Comme le cardinal restait silencieux, le coadjuteur continua:

—Il s’agit de l’abbé Pellegrin, curé de Sableuse... J’en ai déjà parlé à Votre Éminence. J’ai décidé de le déplacer.

Le cardinal, d’une voix menue, comme lointaine, demanda:

—Pourquoi? Qu’a-t-il fait?

—Il s’obstine à détonner dans notre clergé par son allure excentrique, son langage grossier, son manque absolu de mesure, de décence, de dignité... J’espère qu’une leçon sévère le décidera à s’amender.

Le cardinal questionna:

—N’est-ce pas ce prêtre qui est décoré de la croix de guerre?

—Oui, Éminence...

—Et qui prononce des sermons d’une éloquence si colorée, si originale?

—C’est lui qui se livre en chaire à des excentricités oratoires...

—Sa conduite n’est-elle pas celle d’un bon curé, attaché à ses devoirs sacerdotaux?

—Éminence, c’est moins le prêtre que je blâme, que l’homme.

—Pardon, cher ami, si l’abbé Pellegrin est un bon prêtre, il est aussi un brave homme. Voyons, que lui reprochez-vous? Une sorte d’originalité extérieure et un langage qui n’est pas toujours d’une élégance tout académique? C’est là peu de chose, me semble-t-il.

—L’abbé Pellegrin se complaît dans la vulgarité...

Le cardinal eut un fin sourire et, haussant imperceptiblement les épaules, répliqua:

—Je ne connais pas ce prêtre, mais je pense qu’il ne faut pas le juger trop sévèrement. Qui sait, d’ailleurs, si le défaut que vous lui reprochez ne sert pas, en fin de cause, les intérêts de la religion?... S’il me souvient bien, Sableuse est un village où l’élément ouvrier ne manque pas: des fabriques de papier s’y sont installées depuis quelques années.
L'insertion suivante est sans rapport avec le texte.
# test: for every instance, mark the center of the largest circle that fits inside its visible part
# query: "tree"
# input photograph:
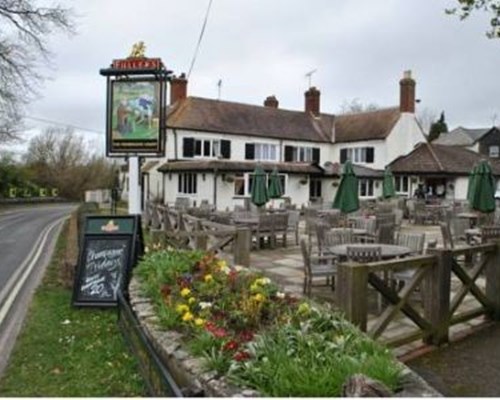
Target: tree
(467, 7)
(24, 28)
(60, 159)
(437, 128)
(355, 106)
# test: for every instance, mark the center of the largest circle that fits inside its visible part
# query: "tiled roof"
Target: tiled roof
(238, 166)
(210, 115)
(365, 125)
(433, 158)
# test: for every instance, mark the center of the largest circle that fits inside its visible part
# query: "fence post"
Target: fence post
(493, 281)
(242, 246)
(352, 292)
(437, 287)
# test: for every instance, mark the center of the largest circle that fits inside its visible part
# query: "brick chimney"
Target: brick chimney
(271, 101)
(407, 93)
(178, 88)
(312, 100)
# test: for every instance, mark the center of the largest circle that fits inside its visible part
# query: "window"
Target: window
(302, 154)
(365, 188)
(315, 188)
(207, 148)
(494, 151)
(401, 183)
(357, 155)
(265, 152)
(188, 183)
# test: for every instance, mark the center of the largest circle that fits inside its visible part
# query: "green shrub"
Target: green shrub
(257, 336)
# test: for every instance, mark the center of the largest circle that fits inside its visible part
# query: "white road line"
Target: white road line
(32, 259)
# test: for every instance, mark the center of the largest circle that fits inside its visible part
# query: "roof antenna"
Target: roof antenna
(219, 88)
(309, 75)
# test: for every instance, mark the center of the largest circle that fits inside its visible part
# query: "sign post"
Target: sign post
(136, 101)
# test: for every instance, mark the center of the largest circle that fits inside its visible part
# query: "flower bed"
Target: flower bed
(248, 331)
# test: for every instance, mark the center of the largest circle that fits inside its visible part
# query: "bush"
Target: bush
(260, 338)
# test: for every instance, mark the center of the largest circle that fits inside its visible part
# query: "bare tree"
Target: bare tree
(355, 106)
(466, 7)
(59, 158)
(24, 28)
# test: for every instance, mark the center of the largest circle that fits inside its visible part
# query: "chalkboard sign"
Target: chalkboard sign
(109, 249)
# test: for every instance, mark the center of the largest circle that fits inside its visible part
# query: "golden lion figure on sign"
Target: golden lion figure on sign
(138, 50)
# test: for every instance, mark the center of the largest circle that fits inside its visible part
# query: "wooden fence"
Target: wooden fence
(185, 231)
(441, 280)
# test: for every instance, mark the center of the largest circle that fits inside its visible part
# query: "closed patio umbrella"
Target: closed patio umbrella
(259, 195)
(275, 189)
(483, 196)
(346, 198)
(388, 189)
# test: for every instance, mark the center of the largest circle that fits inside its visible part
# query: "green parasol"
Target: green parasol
(346, 198)
(388, 189)
(483, 189)
(275, 189)
(259, 195)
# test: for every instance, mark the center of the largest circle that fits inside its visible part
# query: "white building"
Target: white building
(213, 147)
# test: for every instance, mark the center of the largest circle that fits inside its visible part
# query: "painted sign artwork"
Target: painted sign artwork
(134, 116)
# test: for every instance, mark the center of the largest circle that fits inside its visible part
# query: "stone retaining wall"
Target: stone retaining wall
(191, 376)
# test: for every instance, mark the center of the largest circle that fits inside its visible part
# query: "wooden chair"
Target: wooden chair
(364, 254)
(317, 266)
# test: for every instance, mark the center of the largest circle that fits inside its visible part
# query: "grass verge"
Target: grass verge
(68, 352)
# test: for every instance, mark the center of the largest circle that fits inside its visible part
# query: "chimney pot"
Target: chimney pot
(312, 100)
(178, 88)
(271, 101)
(407, 93)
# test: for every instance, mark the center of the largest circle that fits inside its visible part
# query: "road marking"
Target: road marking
(32, 259)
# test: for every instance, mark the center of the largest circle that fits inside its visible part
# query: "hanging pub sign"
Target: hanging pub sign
(136, 92)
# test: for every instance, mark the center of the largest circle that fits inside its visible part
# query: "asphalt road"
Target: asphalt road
(27, 239)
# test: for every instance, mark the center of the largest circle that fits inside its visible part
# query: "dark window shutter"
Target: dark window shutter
(343, 156)
(249, 151)
(316, 155)
(225, 148)
(188, 147)
(369, 154)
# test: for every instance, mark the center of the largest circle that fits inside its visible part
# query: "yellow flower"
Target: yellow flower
(181, 308)
(259, 297)
(187, 317)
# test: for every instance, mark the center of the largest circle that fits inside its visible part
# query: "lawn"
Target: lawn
(68, 352)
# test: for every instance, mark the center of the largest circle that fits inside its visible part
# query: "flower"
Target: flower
(205, 304)
(181, 308)
(187, 317)
(232, 345)
(241, 356)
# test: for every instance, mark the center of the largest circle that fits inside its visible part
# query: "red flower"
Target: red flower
(246, 336)
(241, 356)
(232, 345)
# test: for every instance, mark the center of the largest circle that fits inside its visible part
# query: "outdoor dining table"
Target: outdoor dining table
(388, 251)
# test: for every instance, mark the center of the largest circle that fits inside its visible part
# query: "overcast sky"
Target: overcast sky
(359, 48)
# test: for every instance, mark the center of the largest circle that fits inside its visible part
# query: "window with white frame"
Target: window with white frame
(494, 151)
(188, 183)
(366, 188)
(265, 152)
(401, 184)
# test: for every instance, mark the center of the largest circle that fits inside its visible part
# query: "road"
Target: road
(27, 239)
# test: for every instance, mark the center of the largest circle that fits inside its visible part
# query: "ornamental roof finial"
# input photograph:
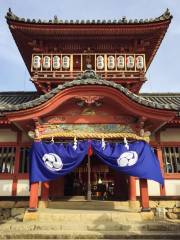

Dans ce milieu, un curé élégant, au langage choisi, ne réussirait probablement pas... Trop souvent, mon cher évêque, nous avons envoyé dans ces paroisses populaires, des prêtres trop raffinés, trop mondains qui, malgré la meilleure volonté du monde, n’arrivaient pas à obtenir la sympathie, la confiance des bonnes gens plutôt frustes auxquelles ils devaient expliquer l’Évangile et enseigner la morale chrétienne... Un curé au langage un peu vert, à la cordialité naïve et franche peut faire quelque bien à Sableuse: un abbé de salons y ferait peut-être beaucoup de mal.

Mgr Sibuë objecta:

—Sans doute, mais l’abbé Pellegrin exagère...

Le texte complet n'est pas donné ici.